Click below to download : We And The World: A Book For Boys - Part 1 - Chapter 13 (Format : PDF)

We And The World: A Book For Boys - Part 1 - Chapter 13


"Then, hey for boot and horse, lad,
And round the world away!
Young blood must have its course, lad,
And every dog his day."--C. KINGSLEY.

Moses Benson was as good as his word in the matter of books of adventure. Dirty books, some without backs, and some with very greasy ones (for which, if I bought them, I seldom paid more than half-price), but full of dangers and discoveries, the mightiness of manhood, and the wonders of the world. I read them at odd moments of my working hours, and dreamed of them when I went home to bed. And it was more fascinating still to look out, with Charlie's help, in the Penny Numbers, for the foreign places, and people, and creatures mentioned in the tales, and to find that the truth was often stranger than the fiction.

To live a fancy-life of adventure in my own head, was not merely an amusement to me at this time--it was a refuge. Matters did not really improve between me and my father, though I had obeyed his wishes. It was by his arrangement that I spent so much of my time at home with the Woods, and yet it remained a grievance that I liked to do so. Whether my dear mother had given up all hopes of my becoming a genius I do not know, but my father's contempt for my absorption in a book was unabated. I felt this if he came suddenly upon me with my head in my hands and my nose in a tattered volume; and if I went on with my reading it was with a sense of being in the wrong, whilst if I shut up the book and tried to throw myself into outside interests, my father's manner showed me that my efforts had only discredited my candour.

As is commonly the case, it was chiefly little things that pulled the wrong way of the stuff of life between us, but they pulled it very much askew. I was selfishly absorbed in my own dreams, and I think my dear father made a mistake which is a too common bit of tyranny between people who love each other and live together. He was not satisfied with my _doing what he liked, he expected me to _be what he liked, that is, to be another person instead of myself. Wives and daughters seem now and then to respond to this expectation as to the call of duty, and to become inconsistent echoes, odd mixtures of severity and hesitancy, hypocrites on the highest grounds; but sons are not often so self-effacing, and it was not the case with me. It was so much the case with my dear mother, that she never was of the slightest use (which she might have been) when my father and I misunderstood each other. By my father's views of the moment she always hastily set her own, whether they were fair or unfair to me; and she made up for it by indulging me at every point that did not cross an expressed wish of my father's, or that could not annoy him because he was not there. She never held the scales between us.

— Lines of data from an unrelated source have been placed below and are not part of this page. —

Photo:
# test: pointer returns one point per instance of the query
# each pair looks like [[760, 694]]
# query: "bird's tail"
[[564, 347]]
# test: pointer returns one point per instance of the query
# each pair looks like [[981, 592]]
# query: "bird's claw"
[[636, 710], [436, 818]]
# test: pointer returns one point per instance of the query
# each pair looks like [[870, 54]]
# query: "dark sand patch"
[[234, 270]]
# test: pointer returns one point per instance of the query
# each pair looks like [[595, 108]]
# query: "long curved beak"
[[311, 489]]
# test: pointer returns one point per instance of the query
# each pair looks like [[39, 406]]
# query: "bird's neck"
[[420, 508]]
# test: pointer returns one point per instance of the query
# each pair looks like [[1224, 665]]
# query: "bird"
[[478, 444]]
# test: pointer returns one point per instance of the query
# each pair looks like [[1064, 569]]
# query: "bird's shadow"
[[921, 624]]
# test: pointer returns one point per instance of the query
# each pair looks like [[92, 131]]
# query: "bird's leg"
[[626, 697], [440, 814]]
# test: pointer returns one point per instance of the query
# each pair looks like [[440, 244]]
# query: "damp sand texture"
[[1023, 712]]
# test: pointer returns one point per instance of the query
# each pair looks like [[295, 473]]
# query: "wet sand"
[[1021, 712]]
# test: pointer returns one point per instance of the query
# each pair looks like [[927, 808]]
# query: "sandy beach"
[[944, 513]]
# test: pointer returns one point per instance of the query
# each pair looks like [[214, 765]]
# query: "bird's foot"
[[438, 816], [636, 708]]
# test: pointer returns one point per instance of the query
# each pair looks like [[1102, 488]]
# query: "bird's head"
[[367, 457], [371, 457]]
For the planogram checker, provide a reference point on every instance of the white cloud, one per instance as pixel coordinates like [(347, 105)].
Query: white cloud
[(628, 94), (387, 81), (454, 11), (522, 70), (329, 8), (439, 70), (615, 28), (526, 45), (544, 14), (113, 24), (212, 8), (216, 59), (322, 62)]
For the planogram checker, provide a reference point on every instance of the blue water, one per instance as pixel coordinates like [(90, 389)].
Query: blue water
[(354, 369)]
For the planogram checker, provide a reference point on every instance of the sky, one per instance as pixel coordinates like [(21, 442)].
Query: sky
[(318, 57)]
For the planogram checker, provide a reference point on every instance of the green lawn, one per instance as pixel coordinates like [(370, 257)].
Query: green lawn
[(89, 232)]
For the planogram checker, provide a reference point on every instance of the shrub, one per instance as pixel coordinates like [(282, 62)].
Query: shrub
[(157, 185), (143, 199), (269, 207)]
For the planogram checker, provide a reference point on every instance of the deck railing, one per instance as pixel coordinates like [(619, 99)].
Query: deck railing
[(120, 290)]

And yet it was the thought of her which kept me from taking my fate into my own hands again and again. To have obeyed my father seemed to have done so little towards making him satisfied with me, that I found no consolation at home for the distastefulness of the office; and more than once I resolved to run away, and either enlist or go to Liverpool (which was at no great distance from us) and get on board some vessel that was about to sail for other lands. But when I thought of my mother's distress, I could not face it, and I let my half-formed projects slide again.

Oddly enough, it was Uncle Henry who brought matters to a crisis. I think my father was disappointed (though he did not blame me) that I secured no warmer a place in Uncle Henry's affections than I did. Uncle Henry had no children, and if he took a fancy to me and I pleased him, such a career as the Jew-clerk had sketched for me would probably be mine. This dawned on me by degrees through chance remarks from my father and the more open comments of friends. For good manners with us were not of a sensitively refined order, and to be clapped on the back with--"Well, Jack, you've got into a good berth, I hear. I suppose you look to succeed your uncle some day?" was reckoned a friendly familiarity rather than an offensive impertinence.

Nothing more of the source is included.